The sound of sandals on stone. It was the female spook. "Welcome to the Hacienda Maya, Eugene."

He stirred feebly in his straitjacket, trying to pick up her vibrations. It was like trying to swim in air. With growing panic, he realized that his paradigmatic empathy was gone. "What in hell...."

"You're whole again, Eugene. It feels strange, doesn't it? After all those years of being a junkyard of other people's feelings? Can you remember your real name yet? That's an important first step. Try."

"You're a traitor." His head weighed ten tons. He sank back into the pillow, feeling too stupid even to regret his indiscretion. Tattered remnants of his spook training said he ought to flatter her....

"My real name," she said precisely, "was Anatolya Zhukova, and I was sentenced to corrective education by the Brezhnevograd People's Zaibatsery.... You were a dissident or so-called criminal of some kind also, before the Veil robbed you of your personality. Most of our top people here are from orbit, Eugene. We're not the stupid Terran cultists you were led to believe. Who hired you, anyway? Yamato Corporation? Fleisher S.A.?"

"Don't waste your time."

She smiled. "You'll come around. You're human now, and the Resurgence is humanity's brightest hope. Look."

She held up a glass flask. Inside it, something like a threaded cloudy film floated slowly in a yellowish plasma. It seemed to squirm. "We took this out of your head, Eugene."

He gasped. "The Veil."

"Yes, the Veil. It's been riding on the top of your cortex for God knows how long now, breaking you up, keeping you fluid. Robbing you of your personality. You were nothing better than a psychopath in harness."

He closed his eyes, stunned. She said, "We understand Veil technology here, Eugene. We use it ourselves, sometimes, on sacrificial victims.

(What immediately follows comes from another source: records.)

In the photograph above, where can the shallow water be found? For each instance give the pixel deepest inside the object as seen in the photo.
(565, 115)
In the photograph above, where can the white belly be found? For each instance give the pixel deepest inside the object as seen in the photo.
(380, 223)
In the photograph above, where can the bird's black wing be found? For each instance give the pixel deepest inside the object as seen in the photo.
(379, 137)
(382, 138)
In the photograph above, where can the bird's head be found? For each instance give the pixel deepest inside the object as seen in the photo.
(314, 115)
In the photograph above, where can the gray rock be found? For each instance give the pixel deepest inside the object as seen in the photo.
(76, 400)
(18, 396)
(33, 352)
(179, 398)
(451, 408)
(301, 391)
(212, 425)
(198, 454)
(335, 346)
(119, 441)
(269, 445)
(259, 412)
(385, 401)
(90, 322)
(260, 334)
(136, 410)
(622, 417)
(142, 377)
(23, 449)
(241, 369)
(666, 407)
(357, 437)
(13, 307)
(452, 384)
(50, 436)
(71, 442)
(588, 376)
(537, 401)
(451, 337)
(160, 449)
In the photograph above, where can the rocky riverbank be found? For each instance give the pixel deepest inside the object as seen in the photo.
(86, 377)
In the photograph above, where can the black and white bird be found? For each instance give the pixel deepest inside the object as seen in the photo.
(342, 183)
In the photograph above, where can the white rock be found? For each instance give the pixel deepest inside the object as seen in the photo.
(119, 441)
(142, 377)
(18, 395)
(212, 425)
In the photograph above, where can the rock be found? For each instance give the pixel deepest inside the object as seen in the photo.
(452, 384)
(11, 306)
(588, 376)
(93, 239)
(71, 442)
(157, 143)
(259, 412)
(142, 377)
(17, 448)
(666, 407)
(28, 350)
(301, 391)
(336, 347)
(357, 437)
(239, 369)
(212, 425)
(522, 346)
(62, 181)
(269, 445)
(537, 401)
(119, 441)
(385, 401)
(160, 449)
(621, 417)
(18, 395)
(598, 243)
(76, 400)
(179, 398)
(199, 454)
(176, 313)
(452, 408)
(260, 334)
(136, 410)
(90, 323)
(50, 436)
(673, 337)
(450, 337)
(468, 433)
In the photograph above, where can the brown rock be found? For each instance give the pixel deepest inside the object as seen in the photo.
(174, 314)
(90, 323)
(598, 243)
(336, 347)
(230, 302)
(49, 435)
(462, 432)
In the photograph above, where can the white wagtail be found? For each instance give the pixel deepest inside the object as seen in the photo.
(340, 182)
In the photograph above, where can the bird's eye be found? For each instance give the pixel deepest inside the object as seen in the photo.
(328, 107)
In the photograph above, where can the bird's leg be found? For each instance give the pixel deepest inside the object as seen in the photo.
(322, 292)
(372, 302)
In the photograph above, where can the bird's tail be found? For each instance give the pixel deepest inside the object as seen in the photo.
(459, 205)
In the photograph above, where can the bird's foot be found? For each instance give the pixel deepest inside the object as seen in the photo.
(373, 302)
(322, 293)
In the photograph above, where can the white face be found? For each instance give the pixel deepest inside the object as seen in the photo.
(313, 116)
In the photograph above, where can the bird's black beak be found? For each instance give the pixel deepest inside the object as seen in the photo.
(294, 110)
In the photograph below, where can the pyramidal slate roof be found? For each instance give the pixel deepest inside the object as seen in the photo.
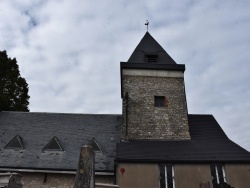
(149, 46)
(208, 144)
(72, 131)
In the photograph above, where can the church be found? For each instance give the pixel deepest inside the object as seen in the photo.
(154, 143)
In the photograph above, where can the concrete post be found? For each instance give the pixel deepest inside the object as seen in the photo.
(85, 176)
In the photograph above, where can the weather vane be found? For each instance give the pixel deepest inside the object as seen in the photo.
(147, 24)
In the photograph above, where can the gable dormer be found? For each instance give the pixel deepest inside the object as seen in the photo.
(153, 93)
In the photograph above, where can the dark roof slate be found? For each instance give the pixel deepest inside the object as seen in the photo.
(148, 45)
(72, 130)
(208, 144)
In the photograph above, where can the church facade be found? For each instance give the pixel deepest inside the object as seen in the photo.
(154, 143)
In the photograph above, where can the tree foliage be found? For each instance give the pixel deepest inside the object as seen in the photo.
(13, 88)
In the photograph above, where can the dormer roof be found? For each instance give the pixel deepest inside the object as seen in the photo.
(149, 47)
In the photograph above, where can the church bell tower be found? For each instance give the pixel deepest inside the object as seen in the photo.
(153, 95)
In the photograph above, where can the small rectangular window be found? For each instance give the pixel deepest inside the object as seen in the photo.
(152, 58)
(167, 176)
(218, 174)
(160, 101)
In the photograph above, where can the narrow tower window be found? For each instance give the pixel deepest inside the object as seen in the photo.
(151, 58)
(160, 101)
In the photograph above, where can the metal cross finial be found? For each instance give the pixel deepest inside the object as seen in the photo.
(147, 24)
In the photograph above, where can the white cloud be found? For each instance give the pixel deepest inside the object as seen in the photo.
(69, 52)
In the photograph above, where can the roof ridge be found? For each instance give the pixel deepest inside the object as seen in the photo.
(19, 112)
(200, 114)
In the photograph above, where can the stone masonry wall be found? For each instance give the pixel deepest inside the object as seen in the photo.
(143, 119)
(38, 180)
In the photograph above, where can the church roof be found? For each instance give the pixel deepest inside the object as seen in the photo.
(149, 46)
(208, 144)
(52, 141)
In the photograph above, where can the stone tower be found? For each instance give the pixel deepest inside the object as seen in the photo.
(153, 94)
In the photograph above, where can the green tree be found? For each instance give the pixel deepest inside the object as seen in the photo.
(13, 88)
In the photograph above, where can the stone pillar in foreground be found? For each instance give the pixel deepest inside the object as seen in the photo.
(85, 176)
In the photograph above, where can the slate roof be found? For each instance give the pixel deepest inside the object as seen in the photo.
(72, 130)
(208, 144)
(148, 45)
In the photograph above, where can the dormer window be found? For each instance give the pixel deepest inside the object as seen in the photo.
(16, 143)
(94, 145)
(151, 58)
(53, 145)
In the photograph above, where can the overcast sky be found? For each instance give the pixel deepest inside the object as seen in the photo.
(69, 52)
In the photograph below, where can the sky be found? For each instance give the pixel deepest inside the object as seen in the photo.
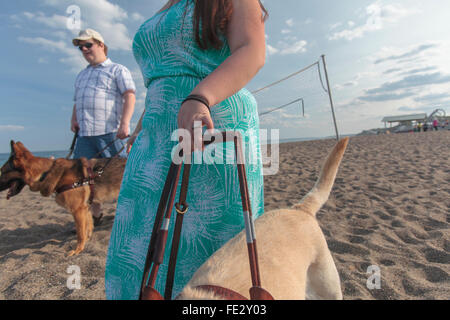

They can emerge from the well, touched by the Gods. Troublemakers turned divinely into saints. It fits in well with the old Mayan traditions of trepanation; a triumph of social engineering, really. They're very competent here. They managed to capture me without knowing anything about the spook apparat but rumors."

"You tried to take them out?"

"Yes. They caught me alive and won me over. And even without the Veil I have enough perception left to tell a spook when I see one." Again, she smiled. "I was faking mania when I attacked you. I only knew you had to be stopped at any cost."

"I could have ripped you apart."

"Then, yes. But now you've lost your maniac phase, and we've killed your implanted weapons. Cloned bacteria producing schizophrenic toxins in your sinuses. Altered sweat glands oozing emotional hormones. Nasty! But you're safe now. You're nothing more or less than a normal human being."

He consulted his interior state. His brain felt like a dinosaur's. "Do people really feel like this?"

She touched his cheek. "You haven't begun to feel. Wait until you've lived with us awhile, seen the plans we've made, in the finest traditions of the Predator Saints...." She looked reverently at the machine-pumped corpse across the room. "Overpopulation, Eugene -- that's what ruined us. The Saints took the moral effort of genocide upon themselves. Now the Resurgents have taken up the challenge of building a stable society -- without the dehumanizing technology that has always, inevitably, been turned against us. The Mayans had the right idea -- a civilization of social stability, ecstatic communion with the Godhead, and a firm appreciation of the cheapness of human life. They simply didn't go far enough. They didn't kill enough people to keep their population in check. With a few small changes in the Mayan theology we have brought the whole system into balance. It's a balance that will outlast the Synthesis by centuries."